Northern Ireland

Funding not adequate for investment in skills needed to grow economy – Murphy

Economy Minister Conor Murphy said his department saw cuts of £74 million over the last two years.

Northern Ireland Economy Minister Conor Murphy
Northern Ireland Economy Minister Conor Murphy (Liam McBurney/PA)

Northern Ireland’s Economy Minister has said his department is not funded enough to deliver its aim to grow the economy.

Conor Murphy said damaging cuts to his department must be undone to allow investment in skills.

He was speaking at the Assembly’s Economy Committee, the latest of the department scrutiny committees meeting following the resurrection of devolved government after two years, to hear need being voiced for additional funding.

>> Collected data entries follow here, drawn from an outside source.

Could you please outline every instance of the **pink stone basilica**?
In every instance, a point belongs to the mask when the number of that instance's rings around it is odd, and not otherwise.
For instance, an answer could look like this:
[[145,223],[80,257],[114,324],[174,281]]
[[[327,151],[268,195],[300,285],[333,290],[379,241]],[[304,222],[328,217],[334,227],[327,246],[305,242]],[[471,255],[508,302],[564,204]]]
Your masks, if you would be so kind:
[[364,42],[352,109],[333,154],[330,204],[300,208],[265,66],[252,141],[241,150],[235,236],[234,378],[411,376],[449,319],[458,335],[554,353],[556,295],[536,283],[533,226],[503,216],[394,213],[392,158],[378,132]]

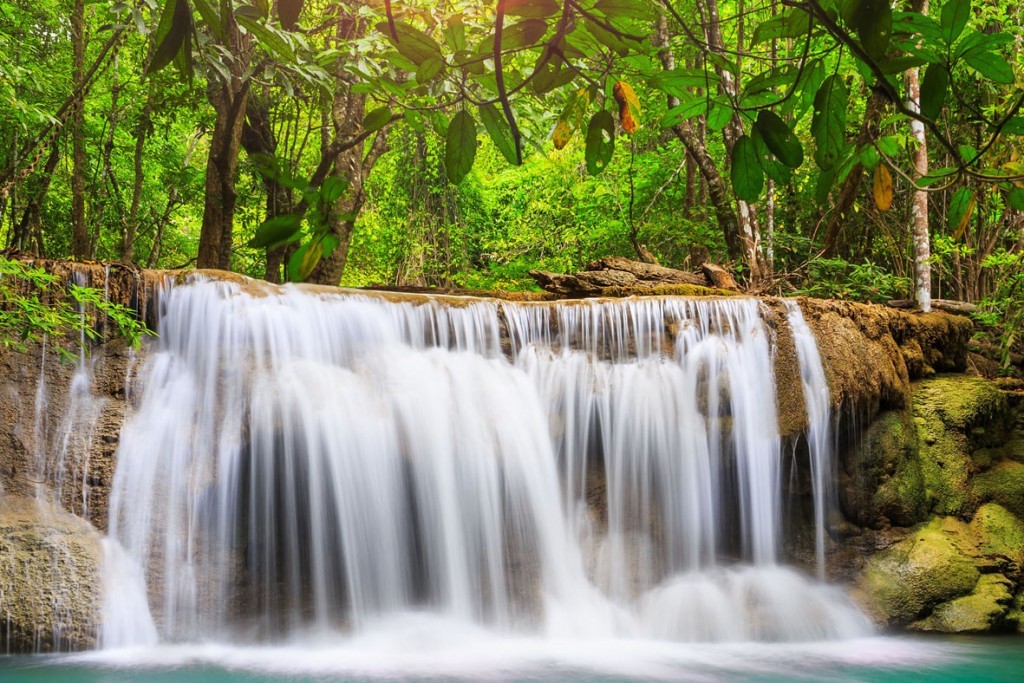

Mr Murphy said his department saw cuts of £74 million (9%) over the last two years when Secretary of State Chris Heaton-Harris was left to set the budget in the absence of the executive.

Northern Ireland Secretary Chris Heaton-Harris
Northern Ireland Secretary Chris Heaton-Harris (James Manning/PA)

He said the current baseline of the department is “not adequate to enable investment in skills which we need to grow the economy”.

Mr Murphy also referenced discussions between the First Minister, deputy First Minister and Finance Minister with London over Northern Ireland’s fiscal framework.

“I sincerely hope that that brings us some fruitful product, certainly that we can start to plan for next year as soon as we possibly can,” he said.

“If we get the fiscal floor issue right, all of the departments will have more baseline money.”

Mr Murphy said there are significant opportunities such as dual market access to both the UK and EU markets from Northern Ireland following Brexit.

He also described the all-Ireland economy as a “resource of immense potential that we have yet to fully realise”.

Mr Murphy said he is bidding for additional funding for his department to “enable us to begin to maximise opportunities to grow the economy and make it accessible”.

These bids include an additional £78 million in resource funding and £360 million in capital funding.

“I am obviously aware of pressures facing public finances for all of the departments and it hasn’t been helped by the failure to replace lost EU funding, which has left an £18 million gap in the department’s apprenticeship programme and their package of funding which is insufficient to meet our ongoing needs,” he told MLAs.